Tucson and I have that oil-and-water thing going on. Heat destroys me. It bloats my brain and saps my life force. Arid climates are dead zones to me, and it's in these places that a city or town is truly an oasis, the only sign that I'm not in a nightmare post-apocalyptic landscape. If I want to feel like I'm in a Cormac McCarthy book, I'll read one. Just don't make me get out of a van or airplane anywhere near one of those deserts. Five minutes in and I'm unscrewing my industrial sized water bottle. Ten minutes in, I'm hallucinating cow skulls.
One thing that did charm me about Tucson was the effort everyone put into brightening up their buildings. Maybe enough exposure to heat convinces you that a life-sized Jimi Hendrix is just what the town needs. Adobe huts painted bright blue or brick red lined the main drag. Ceramic numbers decorated the walls of cafés. This weirded-out 338 hung above a smoke shop. Bright green trolley cars lurked behind a chain-link fence, waiting to come out and play. It was almost enough to convince you that the place was life-sustaining.
Later on, when we were wandering back up and down that main drag with guitar and accordion and horns and toy piano, drumming up civic interest in our show over at yonder tiki bar, when we were standing outside that Dairy Queen, playing "Love to Love You" to bewildered and bemused natives scooping up peanut butter parfaits and Oreo Blizzards, it was almost like a real place and not just a whistle stop on a bad vision quest.

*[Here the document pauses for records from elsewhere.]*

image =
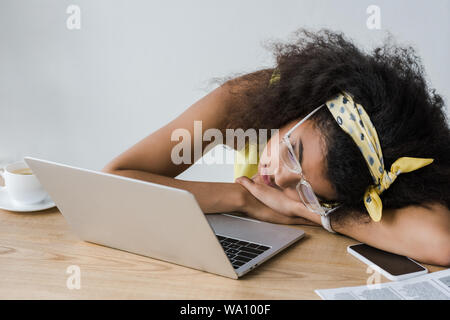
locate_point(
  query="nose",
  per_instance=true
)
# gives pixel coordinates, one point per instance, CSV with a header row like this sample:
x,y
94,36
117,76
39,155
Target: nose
x,y
285,178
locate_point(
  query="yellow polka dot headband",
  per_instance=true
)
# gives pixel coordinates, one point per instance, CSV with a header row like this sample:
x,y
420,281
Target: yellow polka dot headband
x,y
353,119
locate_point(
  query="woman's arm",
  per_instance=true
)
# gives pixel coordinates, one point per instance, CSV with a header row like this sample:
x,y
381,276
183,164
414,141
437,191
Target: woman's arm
x,y
150,159
416,232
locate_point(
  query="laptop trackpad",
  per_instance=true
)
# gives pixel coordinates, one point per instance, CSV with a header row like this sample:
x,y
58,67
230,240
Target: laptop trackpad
x,y
252,230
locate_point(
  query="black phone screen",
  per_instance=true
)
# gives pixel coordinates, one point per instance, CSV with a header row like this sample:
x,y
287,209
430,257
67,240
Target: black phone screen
x,y
392,263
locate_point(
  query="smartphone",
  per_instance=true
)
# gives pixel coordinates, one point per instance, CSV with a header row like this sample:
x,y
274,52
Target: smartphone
x,y
392,266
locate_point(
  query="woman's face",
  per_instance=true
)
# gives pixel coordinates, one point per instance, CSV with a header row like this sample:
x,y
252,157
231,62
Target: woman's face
x,y
309,148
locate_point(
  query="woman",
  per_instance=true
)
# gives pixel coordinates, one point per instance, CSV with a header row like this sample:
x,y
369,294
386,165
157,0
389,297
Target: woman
x,y
383,170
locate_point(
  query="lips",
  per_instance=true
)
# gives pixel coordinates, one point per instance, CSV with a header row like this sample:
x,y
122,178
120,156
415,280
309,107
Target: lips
x,y
268,181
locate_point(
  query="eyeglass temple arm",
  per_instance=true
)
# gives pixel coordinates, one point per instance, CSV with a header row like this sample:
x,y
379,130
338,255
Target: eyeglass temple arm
x,y
304,119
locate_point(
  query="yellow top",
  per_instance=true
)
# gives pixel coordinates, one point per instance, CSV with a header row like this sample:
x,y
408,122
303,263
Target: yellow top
x,y
246,161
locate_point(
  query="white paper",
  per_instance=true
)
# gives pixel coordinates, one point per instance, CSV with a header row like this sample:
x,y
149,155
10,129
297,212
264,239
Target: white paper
x,y
432,286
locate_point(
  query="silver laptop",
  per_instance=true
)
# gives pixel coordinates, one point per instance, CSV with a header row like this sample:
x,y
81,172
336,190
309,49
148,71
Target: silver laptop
x,y
159,221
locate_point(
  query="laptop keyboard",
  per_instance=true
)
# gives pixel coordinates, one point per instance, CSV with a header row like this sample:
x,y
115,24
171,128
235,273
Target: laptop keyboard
x,y
240,252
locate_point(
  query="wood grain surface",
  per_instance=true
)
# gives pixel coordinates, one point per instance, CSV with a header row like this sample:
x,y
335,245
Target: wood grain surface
x,y
37,248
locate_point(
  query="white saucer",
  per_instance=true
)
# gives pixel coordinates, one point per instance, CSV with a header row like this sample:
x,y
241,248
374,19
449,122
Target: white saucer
x,y
7,204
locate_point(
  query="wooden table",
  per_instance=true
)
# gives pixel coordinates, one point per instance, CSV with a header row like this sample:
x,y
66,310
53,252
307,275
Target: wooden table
x,y
37,248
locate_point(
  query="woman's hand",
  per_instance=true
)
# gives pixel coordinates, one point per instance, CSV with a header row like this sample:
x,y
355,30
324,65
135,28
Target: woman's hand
x,y
269,204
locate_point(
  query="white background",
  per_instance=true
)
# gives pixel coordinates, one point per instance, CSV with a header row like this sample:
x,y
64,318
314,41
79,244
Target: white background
x,y
83,96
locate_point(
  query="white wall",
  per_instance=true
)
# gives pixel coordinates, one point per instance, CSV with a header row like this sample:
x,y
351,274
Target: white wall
x,y
83,96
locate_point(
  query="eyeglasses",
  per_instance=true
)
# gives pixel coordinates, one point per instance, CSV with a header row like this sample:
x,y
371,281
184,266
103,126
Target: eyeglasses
x,y
304,189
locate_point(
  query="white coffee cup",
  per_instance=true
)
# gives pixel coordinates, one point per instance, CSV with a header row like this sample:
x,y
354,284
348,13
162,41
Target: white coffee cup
x,y
23,188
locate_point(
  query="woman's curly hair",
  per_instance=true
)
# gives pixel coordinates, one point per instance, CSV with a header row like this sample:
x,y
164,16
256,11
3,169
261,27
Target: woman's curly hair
x,y
389,82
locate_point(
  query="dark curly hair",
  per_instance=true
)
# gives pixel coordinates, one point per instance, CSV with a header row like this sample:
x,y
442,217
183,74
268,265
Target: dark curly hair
x,y
389,82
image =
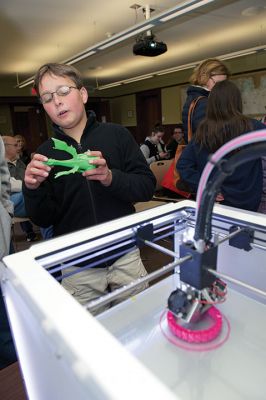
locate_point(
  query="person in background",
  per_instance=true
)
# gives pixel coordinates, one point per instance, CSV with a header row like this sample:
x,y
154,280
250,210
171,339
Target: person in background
x,y
203,79
224,121
76,201
17,170
153,147
23,153
177,137
7,348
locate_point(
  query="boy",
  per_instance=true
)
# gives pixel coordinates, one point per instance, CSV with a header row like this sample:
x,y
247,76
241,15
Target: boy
x,y
77,201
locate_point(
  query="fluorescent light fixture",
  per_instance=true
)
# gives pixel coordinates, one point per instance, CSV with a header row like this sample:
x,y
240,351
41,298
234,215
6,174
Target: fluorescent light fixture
x,y
180,68
82,57
138,78
109,85
236,55
127,33
186,66
124,37
184,8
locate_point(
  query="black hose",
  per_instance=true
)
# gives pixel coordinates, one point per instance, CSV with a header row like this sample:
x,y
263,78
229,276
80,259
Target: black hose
x,y
226,167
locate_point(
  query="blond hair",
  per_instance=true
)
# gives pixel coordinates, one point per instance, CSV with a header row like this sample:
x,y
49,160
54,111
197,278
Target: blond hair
x,y
206,69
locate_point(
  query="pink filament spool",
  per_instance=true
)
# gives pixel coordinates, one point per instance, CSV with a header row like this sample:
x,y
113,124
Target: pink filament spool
x,y
197,336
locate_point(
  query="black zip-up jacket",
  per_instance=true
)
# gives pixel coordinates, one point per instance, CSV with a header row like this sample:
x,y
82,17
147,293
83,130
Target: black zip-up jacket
x,y
70,202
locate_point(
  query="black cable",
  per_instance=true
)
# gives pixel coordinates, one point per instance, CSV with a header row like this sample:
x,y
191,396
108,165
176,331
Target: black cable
x,y
226,167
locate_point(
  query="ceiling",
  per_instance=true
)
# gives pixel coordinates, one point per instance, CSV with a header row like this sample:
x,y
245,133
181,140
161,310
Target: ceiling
x,y
34,32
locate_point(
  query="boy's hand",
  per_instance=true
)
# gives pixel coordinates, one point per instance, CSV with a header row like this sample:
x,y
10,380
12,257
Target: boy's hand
x,y
36,172
102,173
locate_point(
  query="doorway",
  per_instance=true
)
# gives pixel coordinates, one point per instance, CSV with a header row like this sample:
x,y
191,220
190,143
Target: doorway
x,y
31,123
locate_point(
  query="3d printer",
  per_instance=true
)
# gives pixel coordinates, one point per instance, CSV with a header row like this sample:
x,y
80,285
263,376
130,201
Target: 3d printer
x,y
67,353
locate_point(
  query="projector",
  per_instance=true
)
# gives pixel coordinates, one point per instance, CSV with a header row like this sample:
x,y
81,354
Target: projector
x,y
149,47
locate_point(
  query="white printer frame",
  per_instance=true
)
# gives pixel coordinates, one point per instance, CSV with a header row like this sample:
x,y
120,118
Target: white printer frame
x,y
65,352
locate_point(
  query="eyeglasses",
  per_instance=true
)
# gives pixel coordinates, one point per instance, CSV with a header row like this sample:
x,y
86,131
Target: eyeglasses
x,y
11,144
61,91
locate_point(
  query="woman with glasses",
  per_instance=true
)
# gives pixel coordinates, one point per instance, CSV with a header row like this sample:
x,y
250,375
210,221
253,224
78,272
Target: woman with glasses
x,y
203,79
224,121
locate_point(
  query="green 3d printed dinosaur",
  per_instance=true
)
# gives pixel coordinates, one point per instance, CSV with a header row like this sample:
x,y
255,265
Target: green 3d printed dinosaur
x,y
78,162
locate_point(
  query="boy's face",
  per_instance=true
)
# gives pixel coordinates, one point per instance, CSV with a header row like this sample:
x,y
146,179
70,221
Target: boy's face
x,y
66,111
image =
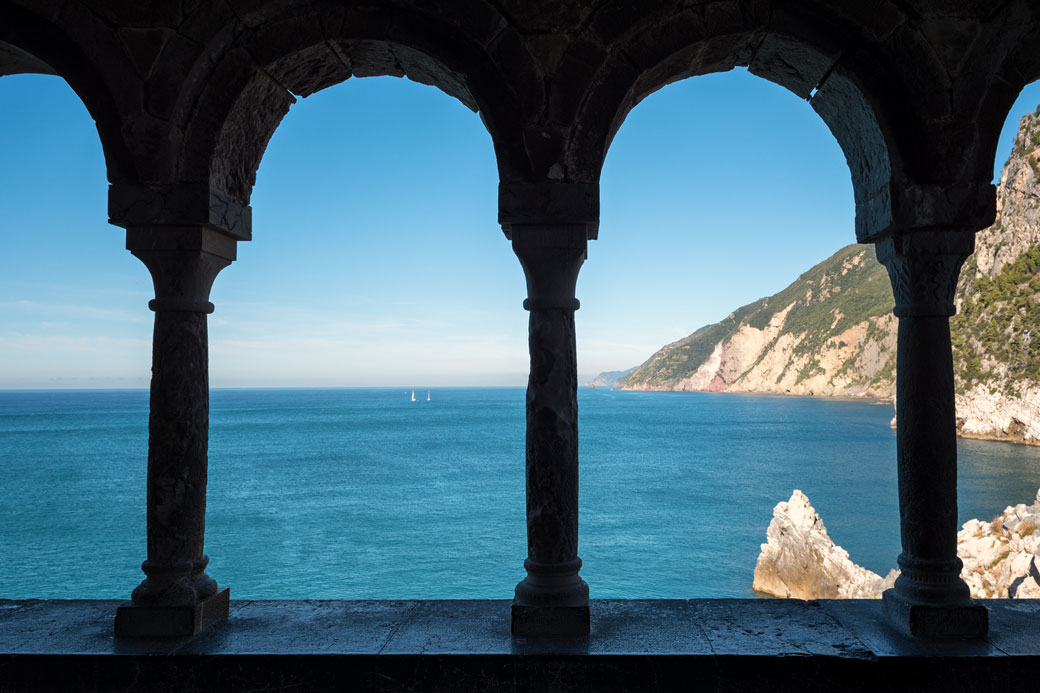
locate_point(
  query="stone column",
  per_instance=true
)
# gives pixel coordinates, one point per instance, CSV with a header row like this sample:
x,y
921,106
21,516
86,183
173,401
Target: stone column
x,y
552,599
177,597
929,598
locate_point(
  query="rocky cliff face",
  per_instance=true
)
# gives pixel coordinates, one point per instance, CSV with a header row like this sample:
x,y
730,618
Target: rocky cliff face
x,y
1002,558
830,333
996,358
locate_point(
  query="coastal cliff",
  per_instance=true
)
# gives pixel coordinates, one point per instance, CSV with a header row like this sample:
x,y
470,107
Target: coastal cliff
x,y
1002,557
831,332
996,360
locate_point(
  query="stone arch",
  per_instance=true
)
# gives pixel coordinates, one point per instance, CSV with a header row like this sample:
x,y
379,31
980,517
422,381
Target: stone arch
x,y
823,59
1016,43
30,44
269,56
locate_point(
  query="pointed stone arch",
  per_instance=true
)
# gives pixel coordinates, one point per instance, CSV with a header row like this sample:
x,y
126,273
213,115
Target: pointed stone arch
x,y
263,59
841,60
30,44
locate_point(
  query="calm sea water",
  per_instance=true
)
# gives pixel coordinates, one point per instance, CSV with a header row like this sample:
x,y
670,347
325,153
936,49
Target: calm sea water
x,y
352,493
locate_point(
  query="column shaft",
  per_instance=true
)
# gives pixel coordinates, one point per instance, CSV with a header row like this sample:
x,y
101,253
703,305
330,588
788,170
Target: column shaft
x,y
177,462
929,597
177,597
552,599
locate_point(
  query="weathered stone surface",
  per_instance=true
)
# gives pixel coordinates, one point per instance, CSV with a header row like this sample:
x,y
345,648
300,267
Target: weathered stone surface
x,y
800,560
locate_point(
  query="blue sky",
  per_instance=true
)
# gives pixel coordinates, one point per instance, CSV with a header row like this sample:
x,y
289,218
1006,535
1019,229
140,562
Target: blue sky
x,y
377,258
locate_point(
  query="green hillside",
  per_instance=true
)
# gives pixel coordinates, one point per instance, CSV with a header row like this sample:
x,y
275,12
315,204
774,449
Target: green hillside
x,y
841,291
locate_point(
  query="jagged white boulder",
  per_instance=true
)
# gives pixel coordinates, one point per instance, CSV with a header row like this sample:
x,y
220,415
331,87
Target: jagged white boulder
x,y
1002,558
801,561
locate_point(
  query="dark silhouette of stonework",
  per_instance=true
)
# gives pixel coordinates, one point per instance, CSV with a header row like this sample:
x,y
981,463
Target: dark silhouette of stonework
x,y
186,94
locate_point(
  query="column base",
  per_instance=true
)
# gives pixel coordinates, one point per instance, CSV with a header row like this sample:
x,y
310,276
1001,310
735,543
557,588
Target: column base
x,y
185,621
549,621
929,620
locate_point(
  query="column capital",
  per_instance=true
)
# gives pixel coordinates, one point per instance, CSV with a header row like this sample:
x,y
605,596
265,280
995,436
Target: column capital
x,y
924,267
549,203
183,261
179,204
551,256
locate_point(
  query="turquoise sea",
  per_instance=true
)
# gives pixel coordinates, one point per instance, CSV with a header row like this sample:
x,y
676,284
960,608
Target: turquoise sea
x,y
356,493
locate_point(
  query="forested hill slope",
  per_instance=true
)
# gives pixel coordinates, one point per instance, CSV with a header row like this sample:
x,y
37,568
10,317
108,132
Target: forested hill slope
x,y
832,333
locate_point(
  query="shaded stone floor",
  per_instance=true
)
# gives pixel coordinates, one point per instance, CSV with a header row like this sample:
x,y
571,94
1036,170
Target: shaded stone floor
x,y
635,644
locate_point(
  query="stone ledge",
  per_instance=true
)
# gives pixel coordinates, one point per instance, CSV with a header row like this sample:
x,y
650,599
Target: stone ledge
x,y
635,644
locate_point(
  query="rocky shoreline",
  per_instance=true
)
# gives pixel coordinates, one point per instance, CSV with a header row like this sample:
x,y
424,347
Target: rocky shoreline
x,y
799,560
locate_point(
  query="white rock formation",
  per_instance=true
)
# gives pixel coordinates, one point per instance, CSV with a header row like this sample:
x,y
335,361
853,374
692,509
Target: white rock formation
x,y
1002,558
801,561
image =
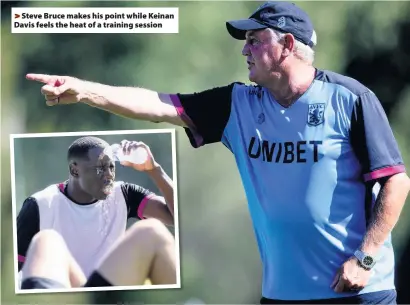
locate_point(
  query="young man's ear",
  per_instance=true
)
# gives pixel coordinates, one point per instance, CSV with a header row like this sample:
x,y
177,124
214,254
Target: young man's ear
x,y
73,169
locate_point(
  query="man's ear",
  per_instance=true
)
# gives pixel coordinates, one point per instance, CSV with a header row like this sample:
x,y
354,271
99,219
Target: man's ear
x,y
73,168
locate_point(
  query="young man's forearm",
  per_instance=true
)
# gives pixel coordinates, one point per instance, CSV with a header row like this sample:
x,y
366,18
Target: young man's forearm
x,y
386,213
131,102
165,185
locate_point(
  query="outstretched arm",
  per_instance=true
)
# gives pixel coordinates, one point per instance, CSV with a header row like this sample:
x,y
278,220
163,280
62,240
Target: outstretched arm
x,y
131,102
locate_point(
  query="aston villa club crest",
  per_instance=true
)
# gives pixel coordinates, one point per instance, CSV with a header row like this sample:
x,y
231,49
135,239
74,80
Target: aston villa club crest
x,y
316,114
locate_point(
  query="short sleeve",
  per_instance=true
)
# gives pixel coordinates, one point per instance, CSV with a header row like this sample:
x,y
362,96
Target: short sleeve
x,y
136,198
205,113
28,225
372,139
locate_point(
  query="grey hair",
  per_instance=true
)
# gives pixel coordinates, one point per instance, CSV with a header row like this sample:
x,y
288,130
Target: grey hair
x,y
302,51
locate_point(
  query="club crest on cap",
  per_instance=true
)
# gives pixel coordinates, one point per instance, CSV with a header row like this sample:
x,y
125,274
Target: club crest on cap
x,y
281,22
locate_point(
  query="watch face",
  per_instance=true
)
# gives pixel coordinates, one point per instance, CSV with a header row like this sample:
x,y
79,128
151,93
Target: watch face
x,y
368,261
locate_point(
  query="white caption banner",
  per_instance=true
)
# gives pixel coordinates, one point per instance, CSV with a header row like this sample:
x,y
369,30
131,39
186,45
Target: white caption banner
x,y
94,20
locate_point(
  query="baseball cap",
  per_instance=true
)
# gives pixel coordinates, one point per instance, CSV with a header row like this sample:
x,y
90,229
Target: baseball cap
x,y
282,16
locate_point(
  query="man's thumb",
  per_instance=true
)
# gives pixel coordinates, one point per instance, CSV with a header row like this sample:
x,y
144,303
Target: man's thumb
x,y
61,89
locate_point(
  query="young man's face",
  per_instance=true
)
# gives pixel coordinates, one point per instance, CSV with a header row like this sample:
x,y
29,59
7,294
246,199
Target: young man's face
x,y
97,174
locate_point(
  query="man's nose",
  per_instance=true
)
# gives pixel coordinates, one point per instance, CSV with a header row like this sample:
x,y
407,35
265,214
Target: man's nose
x,y
245,50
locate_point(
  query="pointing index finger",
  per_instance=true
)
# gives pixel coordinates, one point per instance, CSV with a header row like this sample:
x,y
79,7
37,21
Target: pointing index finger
x,y
42,78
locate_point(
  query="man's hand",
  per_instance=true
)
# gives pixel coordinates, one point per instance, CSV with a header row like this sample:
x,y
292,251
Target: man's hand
x,y
59,90
148,165
350,277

Of course, one adrenaline-infused gig (my accordion's reeds actually went haywire that night, it was so hot) and two tall frosty drinks later (an alcohol-soaked concoction know to Tucsonians as "The Fat Man," or, for the smaller version, "Fat Man on a Diet"), the room was spinning and the playing field was leveled once more. And doggone it, if that dude in the cabaña hat wasn't still at the bar, talking to himself four hours later.